Boris Groys in conversation with Anton Ginzburg

For the catalog At the Back of the North Wind (published by Hatje Cantz, 2012) on the occasion
of the solo exhibition at the 54th Venice Biennale.

Boris Groys: Anton, your exhibition “At the Back of the North Wind” was part of the 54th Venice Biennale this year, could you please tell how the project started.

Anton Ginzburg: Well, the project started with an article I read in a Russian newspaper that claimed the actual location of the mythological Hyperborea had finally been discovered at the White Sea. I found this curious and symptomatic, since the search for Hyperborea had been a popular theme at the beginning of 20th century and was connected to the search for national identity and the transition into modernity. I felt it was an appropriate subject to explore for my exhibition at the Venice Biennale, which was historically modeled on the idea of a World’s Fair with international pavilions asserting their national identities. Since my project was not linked to a particular national pavilion, I liked the abstract idea of Hyperborea as a utopian state, as a canvas used by different nations to define themselves. So I researched the potential location of Hyperborea in literature, mythology and the press and documented my own physical journey from Astoria, Oregon, to Saint Petersburg and finally to the White Sea—locations that have a historical or literary link to the myth. I imagined the northern Russian landscape, with its massive territories of frozen earth, as a geographic subconscious mind filled with the remains of mammoths, which represent the archetypes and memories of times past.

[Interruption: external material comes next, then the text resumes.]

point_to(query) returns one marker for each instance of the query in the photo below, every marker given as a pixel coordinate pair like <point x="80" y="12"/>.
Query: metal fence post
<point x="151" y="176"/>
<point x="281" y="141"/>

Boris Groys: To be under snow, to be frozen, is a kind of natural museification. If you put something living out in the cold you achieve something like corporeal immortality, which is different than the immortality of the soul. This is very much in affinity with the dream of art, which has always been the dream of corporeal immortality. It’s this concept of hibernation, of freezing bodies until a time comes when resuscitation is possible. It’s also a kind of metaphor for memory, because memory functions as a freezer.

AG: Absolutely. I found the Zoological Museum in Saint Petersburg so peculiar because it hasn’t really changed since the beginning of the last century. It functions as a museum of a museum, since everything in it has remained in such a perfect state of decay.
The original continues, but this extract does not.